The Court's decision to schedule a hearing on the emergency stay applications pending in both sets of cases is almost without precedent. We say "almost" because the one (and only) time the full Court heard oral argument on an emergency stay application was way back in December 1970 in the classic administrative-law case of Citizens to Preserve Overton Park v. Volpe. Beyond that, individual justices (as opposed to the full Court) have heard oral argument in chambers a handful of times, most recently in 1980 in Blum v. Cardwell. Suffice to say, it is exceedingly rare for the Court to hear oral argument on stay applications. It seems likely the Court did so here as a reaction to the criticism the Court has received recently for deciding key issues on its "shadow docket" without the benefit of oral argument.

The timing of the scheduled arguments is also notable. Recall, they will occur on Friday, January 7, 2022. The following Monday, January 10, 2022, is the date of OSHA's first implementation deadline. That's the deadline by which employers with 100 or more employees must, among other things, have a written vaccine policy, require masking for unvaccinated employees, and provide paid-time-off for employees to get vaccinated. The second (and last) deadline for the OSHA mandate is on February 9, 2022. That's the date by which employers must require unvaccinated employees to begin testing weekly for COVID-19. (As of now, CMS has not offered additional guidance about implementation deadlines for its mandate after the Fifth Circuit struck down a nationwide injunction against the mandate for most States while refusing to stay the injunction for other States.)
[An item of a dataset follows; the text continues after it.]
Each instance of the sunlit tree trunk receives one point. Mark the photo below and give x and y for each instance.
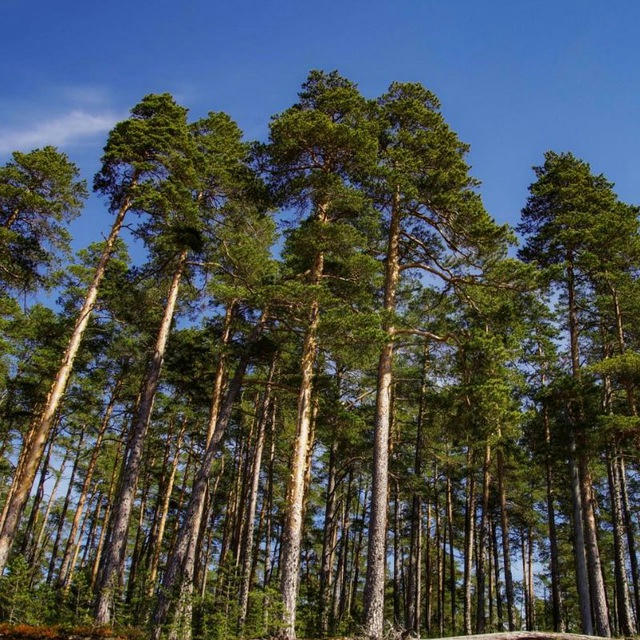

It is very possible that the Court will issue a decision at least on the OSHA mandate during the weekend between the January 7 argument and OSHA's first implementation deadline on January 10. And it seems almost certain the Court will do so before OSHA's second implementation deadline on February 9.

It's perhaps worth noting as well that the OSHA cases may feature the debut Supreme Court arguments for the current Ohio Solicitor General, Ben Flowers (representing the State challengers), and for Steven P. Lehotsky (representing the business associations) - both of whom clerked for the late Justice Antonin Scalia. Today, the two filed an unopposed joint motion for divided argument. In an interesting parallel, two advocates made their debut Supreme Court arguments in Overton Park. Will these cases end up, like Overton Park, as staples of American law-school casebooks? Combine the weightiness of the substantive legal issues with the nearly unprecedented procedural posture, and the chances seem decent.